The purpose of this document is to describe the XML now available.
The following publications are now available in XML using the USLM schema:
-The House Manual for the 114th Congress ( https://www.gpo.gov/fdsys/pkg/HMAN-114/pdf/HMAN-114.pdf)
The United States Legislative Markup (USLM) is an XML information model designed to represent legislative documents of the United States Congress. To learn more about the USLM schema refer to the USLM User Guide ( http://uscode.house.gov/download/resources/USLM-User-Guide.pdf).
The following files are being made available. Note: as part of FDsys processing, the original submitted file names are renamed to the FDsys AccessID (e.g. HMAN-114-pg409) to match the corresponding Text and PDF files that are available on FDsys.
Section | Original File Name | Description |
---|---|---|
Front Matter | front.xml | cover page, preface, table of contents, general and special orders of business |
Constitution | constitution.xml | The Constitution of the United States |
Jefferson's Manual | jefferson.xml | Jefferson's Manual of Parliamentary Practice |
Rules of the House of Representatives | rules.xml | Rules of the House of Representatives, with notes and annotations(Because the text of the annotated rules is quite large, there are also individual XML files for each Rule, e.g., rule1.xml, rule2.xml, and so forth) |
Provisions of the Legislative Reorganization Acts | organization.xml | provisions of the Legislative Reorganization Acts, joint and select committees, House and Congressional offices |
Congressional Budget Act Laws | budget.xml | miscellaneous provisions of Congressional budget laws |
Legislative Procedures | procedures.xml | legislative procedures enacted in law |
Index | index.xml | the index, with links to § references throughout |
Each file has its own CSS stylesheet, named rules.css, constitution.css, etc., and each has a similarly-named XSL stylesheet for transforming the XML for proper display in the browser, including clickable links to cross-references.
In addition to the USLM User Guide, the following information may be helpful when looking at the XML files.
- The House Manual contains many numbered references denoted by the § character, and index entries are keyed to these numbers.
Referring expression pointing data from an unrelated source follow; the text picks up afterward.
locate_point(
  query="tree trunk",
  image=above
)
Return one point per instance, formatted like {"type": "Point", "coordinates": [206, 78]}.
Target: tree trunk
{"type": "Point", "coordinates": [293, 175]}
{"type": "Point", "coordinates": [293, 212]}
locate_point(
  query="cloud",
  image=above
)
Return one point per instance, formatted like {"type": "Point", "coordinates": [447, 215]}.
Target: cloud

Because the numbering of these § references is unrelated to the hierarchical numbering of the component parts of each document, the § references are represented as
<property>
elements within each document's metadata block. Each<property>
element contains an@idref
attribute, which points to the@id
attribute of the structural element to which the § reference refers. For example, §621, "Journal; Speaker's approval," which accompanies clause 1 of Rule I, is represented as<property name="s-heading" idref="rule-I-1">
§621. Journal; Speaker's approval.</property>
.
- The print version of the House Manual contains several footnotes, which appear at the bottom of a page and which are distinct from the inline annotations. Because the online version in XML format is not paginated, footnotes appear within the text, and therefore more closely resemble the inline annotations. Footnotes are always preceded by a number.
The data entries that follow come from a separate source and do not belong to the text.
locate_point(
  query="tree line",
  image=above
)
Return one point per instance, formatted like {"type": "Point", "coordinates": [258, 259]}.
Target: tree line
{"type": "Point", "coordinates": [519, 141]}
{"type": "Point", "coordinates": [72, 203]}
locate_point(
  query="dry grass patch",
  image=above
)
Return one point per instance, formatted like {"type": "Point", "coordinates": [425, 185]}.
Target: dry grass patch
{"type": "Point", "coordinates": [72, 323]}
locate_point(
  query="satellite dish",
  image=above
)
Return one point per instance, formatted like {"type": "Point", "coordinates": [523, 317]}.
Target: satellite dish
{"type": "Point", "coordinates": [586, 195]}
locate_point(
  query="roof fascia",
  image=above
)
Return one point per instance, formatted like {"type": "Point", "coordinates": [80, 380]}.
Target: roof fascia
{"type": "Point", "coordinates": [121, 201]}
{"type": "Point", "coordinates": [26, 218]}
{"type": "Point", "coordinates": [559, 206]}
- In one case, this "inlining" of footnotes has caused a § reference to appear out of order. §284 and §286 fall within the same footnote in Jefferson's Manual, a footnote that spans a page break. §285 falls within the main text and appears between them in the printed version. Because footnotes are never split in the online version, §284 and §286 appear together, followed by §285.
In general, there are no restrictions on re-use of information these documents because U.S. Government works are not subject to copyright protection and are in the public domain. GPO and its legislative branch data partners do not restrict downstream uses of these documents, except that independent providers should be aware that only GPO and its legislative branch data partners are entitled to represent that they are the providers of official documents.
These files can be manipulated and enriched to operate in the various applications that users may devise. GPO and its legislative branch data partners cannot vouch for the authenticity of data that is not under GPO's control. GPO does not endorse third party applications, and does not evaluate how the original content is displayed on other sites. Consumers should form their own conclusions as to whether the downloaded data can be relied upon within an application or its enriched results that were not necessarily the original reason for producing the raw source data.